INFOOD – Em quantos sócios vocês são ? Como vocês se dividem em relação à administração do negócio?

PEDRO – Somos só nós dois. Essa divisão foi muito natural: eu cuido de tudo o que é administração e ele de tudo o que é cozinha.

INFOOD – Qual é o saldo desses primeiros meses de negócio?

PEDRO – A gente fala sobre isso diariamente. A fase de piloto é para testar mesmo, estamos aí para entender o que funciona e o que não funciona. Passamos por diversas reflexões. A primeira é que não é uma atividade fácil. Muita gente romantiza demais. Tem capa de revista assim: “Ganhe 15 mil reais por dia com um food truck”. E isso acontece em um dia específico. E são 15 mil reais de faturamento. Eu diria que temos 3 fases diferentes de modelo. Quando a gente começou, pensamos: vamos parar em tudo quanto é lugar. Tínhamos a meta de começar a rodar o truck e parar em pontos que eram bons. E aí a gente entendeu que não existe negócio sem recorrência: você estar no mesmo ponto sempre é importante para a pessoa reconhecer o seu truck. A gente mudou um pouco e fincamos nossa bandeira em alguns pontos. Isso melhorou os resultados. Mas ainda existem dois problemas: 1) Nada garante que a gente possa continuar para sempre em um determinado lugar. Achar parceria não é fácil. 2) A chuva, que atrapalha em alguns dias.

Atualmente, a gente começou a ir para a terceira fase, que é começar a colocar o truck em lugares de alto fluxo, cobertos. Para maximizar o retorno, precisamos estar parados, em um lugar coberto e com alto fluxo de pessoas.

 

INFOOD – Quais os planos de expansão ? Pretendem ter mais trucks pela cidade ? Pretendem também ter uma loja fixa ?

PEDRO – A gente tem algumas possíveis linhas de expansão, todas elas sob análise, por enquanto. E vai depender de como a vida seguir. Se a gente conseguir fechar um contrato com um centro comercial legal e estacionar o truck, pode ser que o caminho mais rápido seja abrir um terceiro ou quarto truck. Porém, se a gente tiver muita dificuldade em estacionar o truck, talvez a gente parta para um restaurante fixo, ou delivery.

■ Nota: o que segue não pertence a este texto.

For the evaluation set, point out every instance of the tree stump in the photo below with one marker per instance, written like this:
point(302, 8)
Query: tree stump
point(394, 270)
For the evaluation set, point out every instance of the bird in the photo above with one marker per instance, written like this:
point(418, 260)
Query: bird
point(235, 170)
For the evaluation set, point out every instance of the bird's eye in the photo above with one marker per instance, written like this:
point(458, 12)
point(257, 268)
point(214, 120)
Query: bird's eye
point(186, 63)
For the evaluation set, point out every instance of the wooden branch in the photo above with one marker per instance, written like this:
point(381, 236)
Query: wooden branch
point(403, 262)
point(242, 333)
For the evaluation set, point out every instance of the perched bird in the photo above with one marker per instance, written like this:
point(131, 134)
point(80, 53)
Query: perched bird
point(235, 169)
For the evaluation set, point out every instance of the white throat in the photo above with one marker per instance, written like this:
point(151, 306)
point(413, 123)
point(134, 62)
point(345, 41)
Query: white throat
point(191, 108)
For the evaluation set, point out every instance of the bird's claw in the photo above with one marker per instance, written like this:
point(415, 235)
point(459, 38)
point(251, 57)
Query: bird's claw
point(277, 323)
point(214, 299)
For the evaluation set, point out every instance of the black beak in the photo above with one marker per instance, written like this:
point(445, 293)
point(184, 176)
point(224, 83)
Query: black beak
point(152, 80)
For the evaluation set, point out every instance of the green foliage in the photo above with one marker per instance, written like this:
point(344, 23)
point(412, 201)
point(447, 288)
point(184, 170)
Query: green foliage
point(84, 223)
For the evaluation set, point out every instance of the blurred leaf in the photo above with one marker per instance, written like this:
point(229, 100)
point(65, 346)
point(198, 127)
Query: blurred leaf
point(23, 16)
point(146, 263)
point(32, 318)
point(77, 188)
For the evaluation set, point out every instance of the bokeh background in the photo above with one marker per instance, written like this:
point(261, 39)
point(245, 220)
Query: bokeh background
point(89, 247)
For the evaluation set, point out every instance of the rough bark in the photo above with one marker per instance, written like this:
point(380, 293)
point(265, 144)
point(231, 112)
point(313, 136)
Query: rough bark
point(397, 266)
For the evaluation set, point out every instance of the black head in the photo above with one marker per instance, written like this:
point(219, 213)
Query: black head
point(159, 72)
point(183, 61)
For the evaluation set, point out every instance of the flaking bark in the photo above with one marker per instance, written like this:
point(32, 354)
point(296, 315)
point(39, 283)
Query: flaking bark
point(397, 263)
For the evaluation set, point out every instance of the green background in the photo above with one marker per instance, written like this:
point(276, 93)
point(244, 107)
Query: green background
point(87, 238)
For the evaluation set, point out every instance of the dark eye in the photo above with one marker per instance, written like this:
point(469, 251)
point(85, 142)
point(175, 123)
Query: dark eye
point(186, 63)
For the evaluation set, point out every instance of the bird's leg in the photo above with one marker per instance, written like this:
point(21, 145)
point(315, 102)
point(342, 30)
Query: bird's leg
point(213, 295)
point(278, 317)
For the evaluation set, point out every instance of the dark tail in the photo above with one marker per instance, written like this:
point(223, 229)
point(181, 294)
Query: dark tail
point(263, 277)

Estamos no momento de definir esses caminhos. Estamos investindo principalmente em tentar alavancar o número de trucks, porque a gente já entendeu esse modelo, do ponto de vista operacional. Mas não estamos fechados à ideia do restaurante fixo. 

CO.MO (112)“Estamos investindo principalmente em tentar alavancar o número de trucks, porque a gente já entendeu esse modelo, do ponto de vista operacional”. 

INFOOD – Houve um grande aumento do número de trucks pelas ruas de SP. A concorrência atrapalha?

RAFAEL –  Eu vejo isso das duas formas. A concorrência ajuda e atrapalha. Quando a prefeitura começou com o movimento de legalização do comércio de alimentos de rua de uma forma mais ampla, isso foi um movimento interessante para a cidade. Isso fez com que as pessoas que queriam empreender se profissionalizassem mais. Desse ponto de vista, foi muito bom. Mas tem o fator modismo, que é o que está acontecendo: tem sempre gente querendo abrir. Às vezes o cara acaba fazendo na empolgação, se ilude, não tem muito conhecimento da operação e acaba não conseguindo voltar para o primeiro pilar – queimando toda a indústria. Por exemplo, a gente já parou em um lugar e escutou as pessoas comentando que ficaram receosos porque no dia anterior parou um truck ruim, com uma oferta não muito legal, com uma estrutura não muito limpa. 

PEDRO – Concordo 100%. É uma indústria nova, que as pessoas não conhecem. Muitos perguntam sobre o que é um food truck. Então isso (aumento da oferta) ajuda a educar e aumentar o consumo de comida de rua. Acho que o fato desse modismo ter explodido ajuda na velocidade dessa conscientização do consumidor. Como é novo, as pessoas misturam a classificação dos trucks, e isso é um grande contra. No geral, acho que o saldo é positivo. Muita gente vai sair do mercado, sem dúvida. Mas surgiu uma indústria toda nova. Se tivessem 10 ou 15 trucks, a gente não teria isso. Para quem tem o truck, é bom. Quanto mais gente tiver, mais profissional isso vai ser. Com um tempo, os preconceitos vão sendo vencidos.

 

INFOOD – Como é vender comida brasileira contemporânea na rua?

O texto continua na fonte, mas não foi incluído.